Nati nel 1992 i Rude Forefathers arrivano con questo “Corner of the Pain” all’esordio, dopo i consueti cambi di line up che caratterizzano i gruppi agli inizi.
Il demo viene aperto da Firm Blood, molto buono il cupo riff iniziale, subito bissato da un accelerazione in perfetto Thrash style, decisamente buoni a i vari cambi di tempo a livello di songwriting, che però non sempre vengono suonati con la fluidità necessaria, anche la voce del singer Davide Ferlisi non mi ha particolarmente convinto, mi pare troppo forzata, non naturale, anche se Davide riesce comunque a dare una certa aggressività alla sua prestazione.
Si prosegue con “I am Nothing”, pezzo davvero strano e particolare, infatti su una base ritmica decisamente aggressiva si innesta un riff che mi ha riportato alla mente certe vecchie cose di Malmsteen, ovviamente a livello di sonorità non tecnico. La canzone riesce però a risultare decisamente piacevole, grazie all’alternarsi di parti più melodiche ad altre decisamente più cattive, forse la parte ritmica sotto all’assolo, carino ma niente di che, potevano essere studiate meglio.
“Depression” viene aperta da chitarre pulite intente a creare un atmosfera dolce e malinconica, prim che il brano parta come una sorta di power ballad piuttosto scontata, con la voce di Davide che sembra davvero non trovarsi a suo agio su una song dai toni piuttosto pacati. Anche la linea vocale non mi sembra il massimo, di sicuro si poteva trovare di meglio. Anche l’accelerazione a metà pezzo non mi ha convinto più di tanto, risultando a mio parere piuttosto scontata e banale.

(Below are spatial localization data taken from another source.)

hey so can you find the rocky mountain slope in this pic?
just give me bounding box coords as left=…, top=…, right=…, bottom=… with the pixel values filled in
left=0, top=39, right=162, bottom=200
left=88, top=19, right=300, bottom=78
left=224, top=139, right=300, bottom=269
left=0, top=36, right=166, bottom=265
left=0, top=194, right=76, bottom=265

La conclusiva “Slave”è un altro brano in cui i Rude Forefathers abbinano ritmiche piuttosto tirate ed un riff decisamente melodico nella parte iniziale del brano, caratteristica se meglio sviluppata nel futuro potrebbe essere l’arma vincente del gruppo.
La canzone prosegue poi su binari classicamente Metal, con discreti cambi di tempo che riescono comunque a risultare piuttosto avvincenti anche se forse non particolarmente originali.
I suoni tutto sommato non sono nemmeno tanto male per la media dei demo italiani, anche se il suono un po’ piatto delle chitarre toglie parecchio in quanto ad energia alle canzoni.
Tecnicamente, come già ho accennato in precedenza, il gruppo non è proprio perfetto, purtroppo in più di un occasione si nota qualche indecisione, soprattutto dei due chitarristi che sono ovviamente quelli più in evidenza, e anche il cantante non mi sembra sempre all’altezza, soprattutto per il fatto a cui accennavo sopra, cioè che non mi da l’idea di essere naturale mentre canta, personalmente ho l’impressione che abbia sforzato la voce per cercare di risultare più aggressivo.
Raramente capitano demo che mettano in mostra una band che ha delle idee, se non proprio originali, perlomeno particolari, i Rude Forefathers sono una di queste rarità, nelle quattro tracce presenti sono molte le buone idee che spuntano qua e la, peccato che a volte, forse a colpa di una certa inesperienza, peraltro assolutamente giustificabile, non siano riusciti ad assemblarle nel migliore dei modi, ma se i ragazzi del gruppo avranno la voglia e la costanza di lavorare duramente per correggere tutti i difetti che hanno al momento sono assolutamente certo che sentiremo parlare di loro in futuro.